All White Papers

White Paper

SIP High Availability and Reliability Paradigm

Updated August 29, 2007

Overview

Converged networks have come a long way since the 1990s. New applications like Instant Messaging, Unified Communications, and IP Telephony have accelerated the adoption and the deployment of converged voice and data services in the enterprise. Since its inception in the late 1990s, SIP (Session Initiation Protocol) has revolutionized the way people communicate with each other using converged services. SIP provides the framework for delivering voice, video, data, and wireless services seamlessly and transparently over a common network.

Enterprises are increasingly involved in mission-critical transactions and cannot afford infrastructure or services downtime. Enterprises need to provide the customer with the best possible user experience and need highly available and reliable services that meet desired SLAs (Service Level Agreements). This paper defines high availability and reliability in SIP-based services and discusses techniques of designing and building reliable SIP networks.

Challenge

SIP high availability remains in its nascent stage, resulting in a lack of an industry standard for achieving SIP high availability and reliability. Until now, there has not been a reliable mechanism available to determine the state of a SIP Proxy or a Media server and when calls should be routed away from them. Calls get routed away after a server completely fails, and valuable time is spent probing and connecting to the backup server, which results in long service interruptions.
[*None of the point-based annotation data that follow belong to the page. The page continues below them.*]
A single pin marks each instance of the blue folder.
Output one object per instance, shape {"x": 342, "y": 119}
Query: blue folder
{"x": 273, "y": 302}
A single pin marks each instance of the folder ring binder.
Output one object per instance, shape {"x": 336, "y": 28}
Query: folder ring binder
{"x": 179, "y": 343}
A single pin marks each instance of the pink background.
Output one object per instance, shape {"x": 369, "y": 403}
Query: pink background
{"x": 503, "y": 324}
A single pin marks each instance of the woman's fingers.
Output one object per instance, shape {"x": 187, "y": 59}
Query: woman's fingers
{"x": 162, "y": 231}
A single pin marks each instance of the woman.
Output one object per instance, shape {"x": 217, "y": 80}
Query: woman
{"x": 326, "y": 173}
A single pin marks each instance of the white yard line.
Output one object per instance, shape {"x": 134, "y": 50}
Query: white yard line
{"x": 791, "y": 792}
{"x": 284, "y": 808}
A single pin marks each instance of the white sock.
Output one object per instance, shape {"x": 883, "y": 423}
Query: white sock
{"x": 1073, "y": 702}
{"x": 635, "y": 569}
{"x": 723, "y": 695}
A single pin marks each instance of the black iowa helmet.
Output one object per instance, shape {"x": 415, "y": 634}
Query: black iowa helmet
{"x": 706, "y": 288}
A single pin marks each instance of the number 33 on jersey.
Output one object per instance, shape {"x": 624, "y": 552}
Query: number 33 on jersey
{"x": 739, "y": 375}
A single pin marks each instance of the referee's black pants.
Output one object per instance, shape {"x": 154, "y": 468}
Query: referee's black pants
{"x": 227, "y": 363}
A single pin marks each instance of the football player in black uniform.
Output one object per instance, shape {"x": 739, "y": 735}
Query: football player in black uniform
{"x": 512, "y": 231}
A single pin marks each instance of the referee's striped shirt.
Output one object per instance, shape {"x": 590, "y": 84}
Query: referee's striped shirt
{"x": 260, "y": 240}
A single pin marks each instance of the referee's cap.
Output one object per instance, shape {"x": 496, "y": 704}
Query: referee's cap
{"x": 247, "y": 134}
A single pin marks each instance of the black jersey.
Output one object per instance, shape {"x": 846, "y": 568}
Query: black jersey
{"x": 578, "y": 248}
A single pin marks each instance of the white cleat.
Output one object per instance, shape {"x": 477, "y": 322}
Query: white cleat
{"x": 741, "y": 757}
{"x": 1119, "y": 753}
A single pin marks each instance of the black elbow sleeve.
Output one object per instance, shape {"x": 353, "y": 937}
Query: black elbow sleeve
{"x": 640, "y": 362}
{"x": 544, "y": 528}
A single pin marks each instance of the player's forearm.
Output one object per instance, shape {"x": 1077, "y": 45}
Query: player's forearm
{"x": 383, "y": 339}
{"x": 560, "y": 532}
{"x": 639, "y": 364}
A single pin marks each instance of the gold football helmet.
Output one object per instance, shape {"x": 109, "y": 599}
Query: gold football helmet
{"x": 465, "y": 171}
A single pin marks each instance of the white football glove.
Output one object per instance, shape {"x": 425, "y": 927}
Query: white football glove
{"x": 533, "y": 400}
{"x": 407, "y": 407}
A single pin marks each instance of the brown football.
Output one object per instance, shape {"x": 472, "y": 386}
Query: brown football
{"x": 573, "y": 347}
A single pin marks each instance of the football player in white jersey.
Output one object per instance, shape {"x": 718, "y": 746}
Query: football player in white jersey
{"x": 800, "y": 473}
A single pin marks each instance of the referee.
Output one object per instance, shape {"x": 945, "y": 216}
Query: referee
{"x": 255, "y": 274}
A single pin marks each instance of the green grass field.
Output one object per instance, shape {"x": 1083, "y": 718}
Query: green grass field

Most implementations for achieving SIP reliability are too complicated and proprietary, and do not guarantee the Quality of Service (QoS) assurance needed for voice/video traffic. They are also unable to guard and protect SIP components against security attacks that can bring a SIP resource or an entire site down.

SIP high availability is defined as the uninterrupted availability of core SIP components (SIP Proxy server, Registrar, and the Media server) that provide SIP services. SIP high availability and reliability is measured by the ability of the core SIP components to deliver high quality SIP services in the event of high call volume, link outages, device failures, and security attacks.

Consider the example in Figure 1, where employees at branch offices want to participate in a video conferencing session with employees located at the corporate office. The video conferencing session involves sending and receiving confidential and classified information in the form of voice, video, and text using SIP with Microsoft Instant Messenger or any other unified communication tool. Figure 1 illustrates the key places where the availability and reliability of SIP services could be compromised.

Figure 1: Key places where the availability and reliability of SIP services could be compromised.
  • SIP Proxy Servers—SIP Proxy servers could become unavailable or overloaded in the middle of a session. This would cause long service interruptions as the clients cannot be redirected to an available server.
  • SIP Media Servers—Media servers could become unavailable or overloaded in the middle of a session. This would cause long service interruptions as the clients cannot be redirected to an available server.
  • SIP Security—Site security could be compromised because of security attacks against SIP vulnerabilities like open RTP (Real-Time Transport Protocol) and SIP channels.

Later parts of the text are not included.